Here are the 8 most common acute cricket injuries:

What is an acute cricket injury?

Acute injuries are those that happen instantly, for example when you’re struck by a ball, or you tear a muscle by turning quickly. The most common types of acute injuries that cricketers can suffer are outlined below, as well as tips on how to manage them.

1. Rotator cuff injuries

Cricket

What is it? The rotator cuff is a set of four muscles which help to stabilise the shoulder joint. Any damage is likely to make bowling, fielding and batting painful.

Repetitive movements can lead to an overloading of tissue. As bowlers and fielders use their shoulders a lot, they’re at risk of rotator cuff injuries.

If you have a tendon injury, you will usually experience a gradual ache down the upper arm, whilst muscle strains are common with a sudden sharp movement.

How to treat it

A lack of flexibility and strength can put you at a greater risk of injury. This can be improved by a structured rehabilitation programme from a physiotherapist. If the problem persists, surgery may need to be considered.

2. Medial meniscus tear

What is it? The medial meniscus is a C-shaped area of cartilage located at the top of the tibia bone in your lower leg. It helps to protect the knee joint from the stress of running, walking and bending, so it's no wonder a torn medial meniscus is a common cricketing injury.

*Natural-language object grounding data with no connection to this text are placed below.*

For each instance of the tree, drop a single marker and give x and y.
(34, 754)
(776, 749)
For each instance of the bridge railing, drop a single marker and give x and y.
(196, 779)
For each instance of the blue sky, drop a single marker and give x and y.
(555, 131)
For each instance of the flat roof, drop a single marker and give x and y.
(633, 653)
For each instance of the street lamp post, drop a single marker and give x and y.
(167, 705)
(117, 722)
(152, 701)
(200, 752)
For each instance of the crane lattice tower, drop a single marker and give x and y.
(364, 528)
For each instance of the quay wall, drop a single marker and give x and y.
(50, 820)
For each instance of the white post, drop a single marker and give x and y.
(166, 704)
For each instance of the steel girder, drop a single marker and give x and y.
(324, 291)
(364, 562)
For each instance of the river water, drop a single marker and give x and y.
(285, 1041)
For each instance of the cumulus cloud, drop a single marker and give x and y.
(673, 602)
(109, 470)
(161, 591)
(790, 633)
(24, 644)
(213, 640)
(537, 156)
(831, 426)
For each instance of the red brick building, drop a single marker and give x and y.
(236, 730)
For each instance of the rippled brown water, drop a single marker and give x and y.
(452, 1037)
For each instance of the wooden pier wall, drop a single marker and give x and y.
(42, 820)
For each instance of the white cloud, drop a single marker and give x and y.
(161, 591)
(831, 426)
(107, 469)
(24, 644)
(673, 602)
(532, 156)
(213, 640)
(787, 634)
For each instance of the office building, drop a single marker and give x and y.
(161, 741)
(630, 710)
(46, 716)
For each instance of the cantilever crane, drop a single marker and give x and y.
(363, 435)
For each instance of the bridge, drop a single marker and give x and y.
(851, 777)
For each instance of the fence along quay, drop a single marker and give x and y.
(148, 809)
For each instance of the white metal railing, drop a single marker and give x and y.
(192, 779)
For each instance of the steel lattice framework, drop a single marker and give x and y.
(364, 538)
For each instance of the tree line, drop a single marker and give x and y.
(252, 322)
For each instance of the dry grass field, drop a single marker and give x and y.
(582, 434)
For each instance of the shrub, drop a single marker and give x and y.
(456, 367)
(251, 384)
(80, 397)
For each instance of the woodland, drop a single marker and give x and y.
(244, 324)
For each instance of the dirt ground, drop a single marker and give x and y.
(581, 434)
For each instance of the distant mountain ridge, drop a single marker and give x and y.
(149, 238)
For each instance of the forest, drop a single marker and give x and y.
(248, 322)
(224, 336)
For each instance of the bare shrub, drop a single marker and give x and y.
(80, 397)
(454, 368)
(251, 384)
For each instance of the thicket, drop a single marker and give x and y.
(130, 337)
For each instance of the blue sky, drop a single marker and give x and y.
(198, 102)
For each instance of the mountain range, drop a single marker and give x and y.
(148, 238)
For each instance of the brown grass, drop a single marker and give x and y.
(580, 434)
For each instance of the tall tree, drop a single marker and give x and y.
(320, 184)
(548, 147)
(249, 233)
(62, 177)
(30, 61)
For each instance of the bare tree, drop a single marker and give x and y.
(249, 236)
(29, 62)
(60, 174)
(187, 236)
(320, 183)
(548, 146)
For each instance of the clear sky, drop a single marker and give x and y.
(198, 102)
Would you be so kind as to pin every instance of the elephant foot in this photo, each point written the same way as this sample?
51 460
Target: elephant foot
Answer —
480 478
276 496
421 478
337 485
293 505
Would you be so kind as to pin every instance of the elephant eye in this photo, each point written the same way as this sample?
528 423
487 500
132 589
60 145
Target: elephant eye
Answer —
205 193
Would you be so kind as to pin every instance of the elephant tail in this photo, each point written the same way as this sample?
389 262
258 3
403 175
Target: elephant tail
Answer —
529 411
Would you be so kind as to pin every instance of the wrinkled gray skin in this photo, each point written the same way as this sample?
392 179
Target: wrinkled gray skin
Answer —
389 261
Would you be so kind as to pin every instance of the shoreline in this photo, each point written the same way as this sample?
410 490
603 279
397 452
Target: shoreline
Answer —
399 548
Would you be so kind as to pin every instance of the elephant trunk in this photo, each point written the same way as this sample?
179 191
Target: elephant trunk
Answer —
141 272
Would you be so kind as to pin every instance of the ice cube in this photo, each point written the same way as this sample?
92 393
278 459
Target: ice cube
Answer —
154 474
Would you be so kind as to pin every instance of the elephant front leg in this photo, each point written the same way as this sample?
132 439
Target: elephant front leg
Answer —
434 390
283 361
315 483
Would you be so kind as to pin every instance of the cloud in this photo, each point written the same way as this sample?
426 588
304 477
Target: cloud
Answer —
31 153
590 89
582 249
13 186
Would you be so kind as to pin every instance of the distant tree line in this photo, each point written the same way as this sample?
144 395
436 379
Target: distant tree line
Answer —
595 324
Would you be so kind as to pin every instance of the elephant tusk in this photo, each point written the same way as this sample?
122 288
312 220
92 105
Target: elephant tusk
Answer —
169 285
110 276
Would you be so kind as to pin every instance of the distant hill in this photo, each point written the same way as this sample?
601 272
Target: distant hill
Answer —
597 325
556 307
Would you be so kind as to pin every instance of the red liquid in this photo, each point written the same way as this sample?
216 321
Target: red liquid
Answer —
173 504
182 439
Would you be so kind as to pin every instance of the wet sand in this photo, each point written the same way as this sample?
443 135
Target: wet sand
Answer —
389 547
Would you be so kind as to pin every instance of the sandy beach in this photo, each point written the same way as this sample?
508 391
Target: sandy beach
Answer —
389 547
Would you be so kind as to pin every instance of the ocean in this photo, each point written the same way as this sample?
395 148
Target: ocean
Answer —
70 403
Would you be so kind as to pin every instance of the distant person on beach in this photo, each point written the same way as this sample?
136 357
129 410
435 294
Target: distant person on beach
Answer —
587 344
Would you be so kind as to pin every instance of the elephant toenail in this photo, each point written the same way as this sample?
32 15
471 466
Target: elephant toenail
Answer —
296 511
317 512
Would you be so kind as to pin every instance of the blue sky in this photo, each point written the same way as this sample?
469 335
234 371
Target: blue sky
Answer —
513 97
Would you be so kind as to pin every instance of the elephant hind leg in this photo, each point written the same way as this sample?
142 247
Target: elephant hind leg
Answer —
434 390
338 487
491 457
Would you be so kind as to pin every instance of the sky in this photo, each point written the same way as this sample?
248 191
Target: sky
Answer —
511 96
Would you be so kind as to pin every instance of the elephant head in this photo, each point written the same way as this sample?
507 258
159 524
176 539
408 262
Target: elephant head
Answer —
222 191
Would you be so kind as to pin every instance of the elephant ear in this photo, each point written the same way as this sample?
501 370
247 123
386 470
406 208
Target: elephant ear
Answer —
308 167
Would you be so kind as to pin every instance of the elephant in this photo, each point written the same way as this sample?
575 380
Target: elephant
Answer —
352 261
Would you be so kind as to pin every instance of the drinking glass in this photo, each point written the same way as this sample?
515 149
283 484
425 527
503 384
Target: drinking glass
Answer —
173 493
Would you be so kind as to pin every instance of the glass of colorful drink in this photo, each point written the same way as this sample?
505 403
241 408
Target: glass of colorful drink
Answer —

Injuries can happen as you turn quickly to run, but they can also occur slowly over time through wear and tear. If you have a medial meniscus tear, you may feel pain on the inside of the knee, discomfort when squatting or bending, or have swelling in the area.

How to treat it

A physiotherapist can help you manage the condition. If the pain persists or you experience locking of the knee, you may require a knee arthroscopy (keyhole surgery) to diagnose the extent of the injury and decide the right course of treatment.



3. Ankle sprain

What is it? Like knees, ankles are put under a lot of strain during cricket too. A sprained ankle refers to damaged ligaments and soft tissue.

This often happens when the ankle twists inwards and can sometimes occur when bowlers land in old foot marks at the bowling crease or when batsmen turn from running.

How to treat it

Physiotherapy can be extremely beneficial in prevention, rehabilitation, and improving strength.

After an acute ankle sprain it’s important to follow the PRICE protocol to help the healing process:

  • Protection
  • Rest
  • Ice
  • Compression
  • Elevation

PRICE should be applied as early as possible after injury and continued for at least the first 24-72 hours. Wearing an ankle brace or taping can help to protect the injury but in severe cases, surgery may be required.



4. Contusions

What is it? Contusions are caused by a direct impact to the muscle, most likely from being struck by a ball. When this happens, you may experience swelling or bruising, as well as some loss of movement in the muscle, depending on how severe the damage is.

How to treat it

Contusions are classed depending on how serious they are; starting at Grade 1 (mild bruising with a little pain at the site of impact) and going up to Grade 3.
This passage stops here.